W pomoc ofiarom wojny w Ukrainie zaangażowali się zarówno obywatele, jak też przedsiębiorstwa. Niektóre firmy pomagają też pośrednio: zwracają koszty swoim pracownikom, którzy wspierają Ukraińców. Skarbówka wyjaśnia, że w takim przypadku pracownik nie może liczyć na preferencje podatkowe.
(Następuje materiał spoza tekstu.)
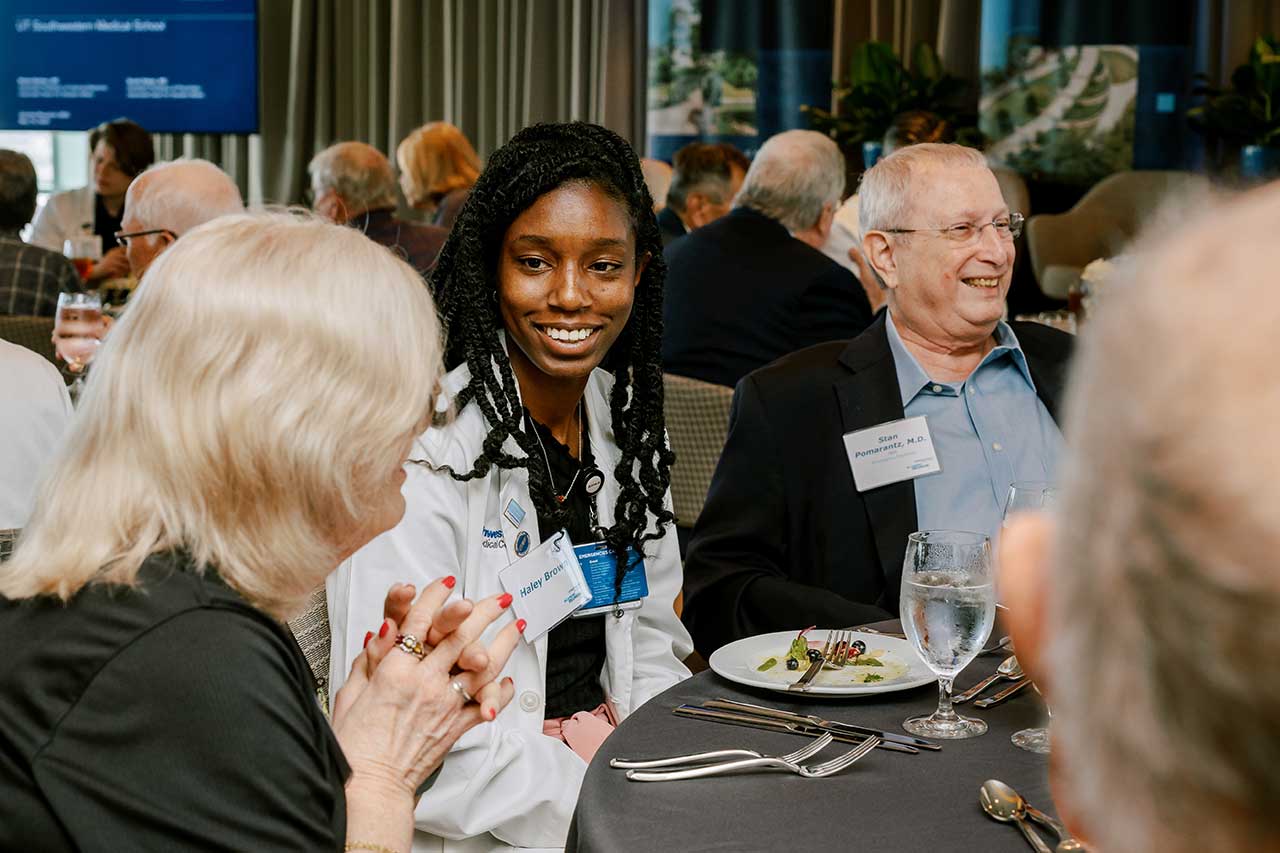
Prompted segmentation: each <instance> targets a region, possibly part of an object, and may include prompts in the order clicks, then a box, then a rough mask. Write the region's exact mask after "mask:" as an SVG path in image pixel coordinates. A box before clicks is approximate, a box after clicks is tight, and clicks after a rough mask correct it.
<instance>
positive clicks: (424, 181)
mask: <svg viewBox="0 0 1280 853" xmlns="http://www.w3.org/2000/svg"><path fill="white" fill-rule="evenodd" d="M396 163H397V164H398V165H399V170H401V190H403V191H404V199H406V200H407V201H408V204H410V206H411V207H415V209H417V210H425V211H429V213H430V214H431V219H430V223H431V224H433V225H439V227H442V228H452V227H453V220H454V219H457V216H458V211H460V210H462V202H465V201H466V200H467V195H468V193H470V192H471V187H472V186H474V184H475V182H476V178H479V177H480V169H481V164H480V158H479V156H476V150H475V149H474V147H471V142H468V141H467V137H466V136H463V134H462V131H460V129H458V128H456V127H454V126H452V124H449V123H448V122H430V123H428V124H424V126H422V127H420V128H417V129H416V131H413V132H412V133H410V134H408V136H406V137H404V140H403V141H402V142H401V143H399V147H397V149H396Z"/></svg>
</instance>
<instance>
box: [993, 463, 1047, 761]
mask: <svg viewBox="0 0 1280 853" xmlns="http://www.w3.org/2000/svg"><path fill="white" fill-rule="evenodd" d="M1056 501H1057V489H1056V488H1055V487H1053V484H1052V483H1044V482H1039V480H1019V482H1016V483H1014V484H1012V485H1010V487H1009V500H1007V501H1005V519H1004V521H1002V524H1001V526H1005V528H1007V526H1009V519H1010V517H1012V516H1014V515H1016V514H1018V512H1041V511H1043V510H1047V508H1050V507H1052V506H1053V503H1055V502H1056ZM1032 686H1034V685H1032ZM1036 692H1037V693H1038V692H1039V688H1036ZM1046 710H1048V706H1046ZM1050 716H1051V717H1052V713H1050ZM1009 740H1010V742H1012V744H1014V745H1015V747H1018V748H1019V749H1025V751H1027V752H1036V753H1039V754H1042V756H1047V754H1048V752H1050V743H1048V729H1047V727H1044V726H1034V727H1030V729H1020V730H1018V731H1015V733H1014V734H1011V735H1010V736H1009Z"/></svg>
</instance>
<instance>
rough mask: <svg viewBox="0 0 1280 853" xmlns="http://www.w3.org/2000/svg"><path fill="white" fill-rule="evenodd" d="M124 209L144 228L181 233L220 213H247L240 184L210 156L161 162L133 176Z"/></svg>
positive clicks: (130, 217)
mask: <svg viewBox="0 0 1280 853" xmlns="http://www.w3.org/2000/svg"><path fill="white" fill-rule="evenodd" d="M124 210H125V214H127V215H128V218H129V219H131V220H132V222H136V223H137V224H138V225H140V229H141V231H145V229H150V228H168V229H169V231H172V232H174V233H175V234H178V236H179V237H180V236H182V234H186V233H187V232H189V231H191V229H193V228H196V227H197V225H202V224H205V223H206V222H210V220H211V219H216V218H218V216H225V215H228V214H237V213H244V200H243V197H242V196H241V191H239V187H237V186H236V182H234V181H232V179H230V175H228V174H227V173H225V172H223V170H221V169H219V168H218V167H215V165H214V164H212V163H210V161H209V160H188V159H179V160H170V161H169V163H157V164H155V165H152V167H150V168H148V169H146V170H145V172H143V173H142V174H140V175H138V177H137V178H134V179H133V183H131V184H129V191H128V195H127V196H125V202H124Z"/></svg>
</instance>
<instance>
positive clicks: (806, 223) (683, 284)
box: [662, 131, 872, 387]
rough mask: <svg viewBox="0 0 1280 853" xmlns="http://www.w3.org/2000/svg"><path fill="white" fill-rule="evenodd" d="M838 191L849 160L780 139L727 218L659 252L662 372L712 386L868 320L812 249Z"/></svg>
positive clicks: (836, 335)
mask: <svg viewBox="0 0 1280 853" xmlns="http://www.w3.org/2000/svg"><path fill="white" fill-rule="evenodd" d="M844 188H845V158H844V156H842V155H841V154H840V149H837V147H836V143H835V142H832V141H831V140H829V138H827V137H826V136H823V134H822V133H817V132H814V131H786V132H783V133H778V134H777V136H773V137H771V138H769V140H768V142H765V143H764V145H763V146H762V147H760V151H759V154H756V155H755V159H754V160H753V161H751V168H750V169H749V170H748V173H746V179H745V181H744V182H742V188H741V190H740V191H739V193H737V199H736V200H735V201H733V205H735V206H733V210H732V211H731V213H730V214H728V215H727V216H722V218H719V219H717V220H716V222H713V223H710V224H708V225H703V227H701V228H698V229H696V231H691V232H690V233H689V234H686V236H684V237H681V238H680V240H677V241H675V242H672V243H671V245H669V246H668V247H667V251H666V259H667V284H666V298H664V302H663V333H662V362H663V370H666V371H667V373H673V374H677V375H681V377H691V378H694V379H701V380H703V382H710V383H714V384H718V386H730V387H732V386H735V384H736V383H737V380H739V379H741V378H742V377H744V375H746V374H748V373H750V371H751V370H755V369H756V368H762V366H764V365H767V364H768V362H771V361H773V360H774V359H777V357H780V356H783V355H786V353H788V352H795V351H796V350H803V348H804V347H808V346H813V345H814V343H822V342H823V341H836V339H841V338H850V337H852V336H855V334H858V333H859V332H861V330H863V329H865V328H867V325H868V324H869V323H870V319H872V310H870V305H869V304H868V301H867V295H865V293H864V292H863V288H861V286H860V284H859V283H858V279H856V278H854V274H852V273H850V272H849V270H847V269H845V268H844V266H841V265H840V264H837V263H836V261H833V260H831V259H829V257H827V256H826V255H823V254H822V251H819V247H820V246H822V245H823V243H824V242H826V240H827V234H829V233H831V225H832V222H833V218H835V211H836V207H838V206H840V197H841V193H842V192H844Z"/></svg>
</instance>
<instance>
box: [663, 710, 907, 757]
mask: <svg viewBox="0 0 1280 853" xmlns="http://www.w3.org/2000/svg"><path fill="white" fill-rule="evenodd" d="M672 713H675V715H676V716H677V717H691V719H694V720H707V721H709V722H726V724H728V725H733V726H745V727H748V729H765V730H768V731H786V733H790V734H797V735H804V736H806V738H815V736H818V735H820V734H823V733H824V731H827V730H826V729H823V727H822V726H815V725H813V724H804V722H787V721H786V720H769V719H767V717H756V716H751V715H746V713H730V712H727V711H713V710H710V708H703V707H700V706H696V704H681V706H678V707H676V708H673V710H672ZM829 734H831V735H832V738H835V739H836V740H840V742H841V743H861V742H863V740H865V739H867V735H860V734H854V733H851V731H831V733H829ZM879 749H888V751H891V752H906V753H911V754H916V753H919V749H916V748H915V747H908V745H905V744H900V743H886V742H881V744H879Z"/></svg>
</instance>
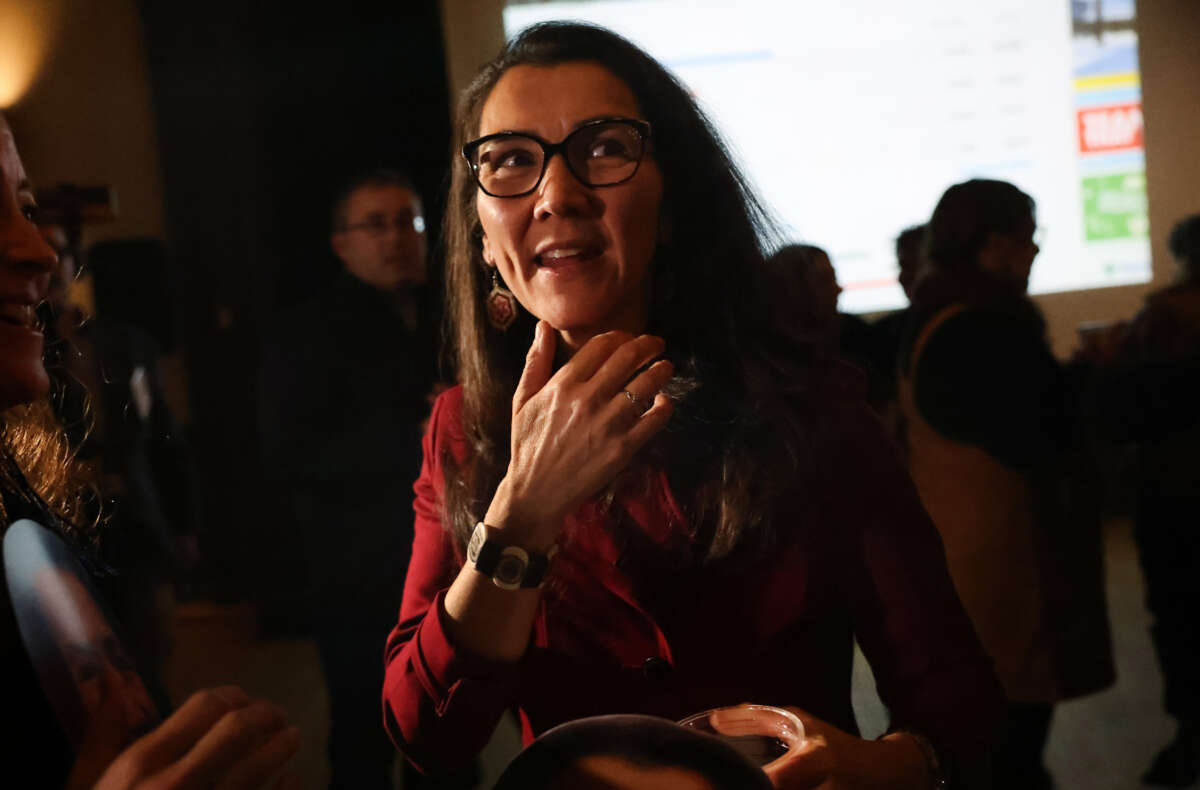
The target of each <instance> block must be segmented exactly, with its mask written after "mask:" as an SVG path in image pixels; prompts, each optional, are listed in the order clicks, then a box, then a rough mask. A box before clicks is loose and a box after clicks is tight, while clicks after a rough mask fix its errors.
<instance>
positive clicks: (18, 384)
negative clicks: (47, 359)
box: [0, 360, 50, 411]
mask: <svg viewBox="0 0 1200 790" xmlns="http://www.w3.org/2000/svg"><path fill="white" fill-rule="evenodd" d="M5 361H6V360H0V411H4V409H7V408H11V407H13V406H19V405H22V403H32V402H34V401H36V400H41V399H42V397H46V394H47V393H49V391H50V377H49V376H48V375H47V373H46V369H44V367H42V364H41V360H38V363H37V365H11V364H5Z"/></svg>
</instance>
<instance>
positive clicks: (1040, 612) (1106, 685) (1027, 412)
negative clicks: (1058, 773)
mask: <svg viewBox="0 0 1200 790" xmlns="http://www.w3.org/2000/svg"><path fill="white" fill-rule="evenodd" d="M1036 227H1037V226H1036V221H1034V204H1033V199H1032V198H1030V197H1028V196H1027V194H1025V193H1024V192H1021V191H1020V190H1018V188H1016V187H1015V186H1013V185H1012V184H1008V182H1004V181H991V180H972V181H966V182H964V184H958V185H954V186H952V187H950V188H949V190H947V191H946V193H944V194H943V196H942V198H941V201H938V204H937V208H936V209H935V210H934V215H932V217H931V220H930V222H929V226H928V229H926V235H925V258H926V265H928V267H929V273H928V275H926V276H924V277H923V279H922V280H920V282H919V285H918V286H917V292H916V294H914V301H913V307H912V310H913V319H912V322H911V324H910V329H908V334H907V337H906V342H905V345H904V348H902V351H901V360H902V363H901V379H900V401H901V406H902V411H904V417H905V420H906V430H907V442H908V449H910V469H911V473H912V478H913V481H914V483H916V484H917V489H918V491H919V493H920V497H922V501H923V503H924V504H925V508H926V510H929V514H930V515H931V516H932V519H934V522H935V523H936V525H937V527H938V531H940V532H941V534H942V540H943V543H944V546H946V556H947V563H948V565H949V568H950V576H952V577H953V579H954V583H955V587H956V588H958V592H959V596H960V597H961V599H962V603H964V605H965V606H966V609H967V612H968V614H970V615H971V617H972V620H973V622H974V624H976V629H977V630H978V633H979V638H980V640H982V641H983V644H984V647H985V648H988V651H989V652H990V653H991V656H992V658H994V659H995V662H996V670H997V672H998V675H1000V678H1001V682H1002V683H1003V686H1004V690H1006V693H1007V695H1008V699H1009V708H1008V723H1007V735H1006V737H1004V738H1003V742H1002V743H1001V746H1000V748H998V753H997V760H996V767H997V774H998V776H997V782H996V786H997V788H1050V786H1052V782H1051V779H1050V777H1049V774H1048V773H1046V771H1045V768H1044V766H1043V750H1044V746H1045V741H1046V735H1048V732H1049V726H1050V719H1051V714H1052V710H1054V704H1055V702H1056V701H1058V700H1063V699H1069V698H1073V696H1078V695H1081V694H1086V693H1091V692H1094V690H1098V689H1100V688H1103V687H1105V686H1108V684H1109V683H1111V682H1112V678H1114V669H1112V659H1111V647H1110V640H1109V632H1108V618H1106V611H1105V603H1104V586H1103V582H1104V579H1103V567H1102V550H1100V540H1099V537H1100V535H1099V510H1098V508H1094V507H1092V505H1093V504H1094V499H1096V497H1091V498H1088V497H1085V496H1080V493H1081V491H1082V487H1081V486H1082V485H1085V484H1087V483H1090V480H1088V479H1087V471H1088V467H1087V465H1086V463H1085V462H1084V461H1082V460H1081V457H1082V453H1081V445H1079V444H1078V443H1076V435H1078V427H1076V423H1078V408H1076V407H1075V402H1076V399H1078V395H1076V391H1075V389H1074V388H1073V387H1072V384H1070V382H1069V379H1068V377H1067V375H1066V373H1064V371H1063V369H1062V367H1061V366H1060V365H1058V363H1057V360H1056V359H1055V358H1054V355H1052V354H1051V352H1050V348H1049V346H1048V343H1046V340H1045V325H1044V322H1043V318H1042V315H1040V313H1039V311H1038V310H1037V307H1036V306H1034V305H1033V303H1032V301H1031V300H1030V299H1028V298H1027V297H1026V295H1025V292H1026V287H1027V283H1028V276H1030V269H1031V267H1032V265H1033V258H1034V257H1036V256H1037V253H1038V245H1037V244H1036V243H1034V240H1033V237H1034V231H1036Z"/></svg>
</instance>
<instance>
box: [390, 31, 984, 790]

Przekonała się o tym spółka, która chce wypłacać zapomogi pracownikom udzielającym bezpłatnie wsparcia migrantom. Wysokość zapomogi będzie za każdym razem ustalana indywidualnie. Spółka zakłada, że będą to kwoty ok. kilkuset złotych miesięcznie, nie więcej niż 10 tys. zł rocznie. Zapomogi będą finansowane ze środków obrotowych spółki i będą miały charakter bezzwrotny.
Pieniądze otrzymają pracownicy, którzy nieodpłatnie udostępnili dom czy mieszkanie uchodźcom lub wykorzystywali prywatny samochód do pomocy. Udzielenie zapomogi będzie następować na wniosek pracownika, który wskaże wysokość poniesionych kosztów oraz poda dane, m.in. adres i czas pobytu uchodźców, czy daty i miejsca przejazdów.
Spółka uznała, że zapomoga będzie stanowić dla pracowników przychód ze stosunku pracy, o którym mowa w art. 12 ust. 1 ustawy o PIT. Jednak ona sama nie będzie musiała jako płatnik pobrać zaliczki na podatek, ponieważ można tu zastosować zwolnienie na podstawie art. 21 ust. 1 pkt 26 lit. b ustawy o PIT.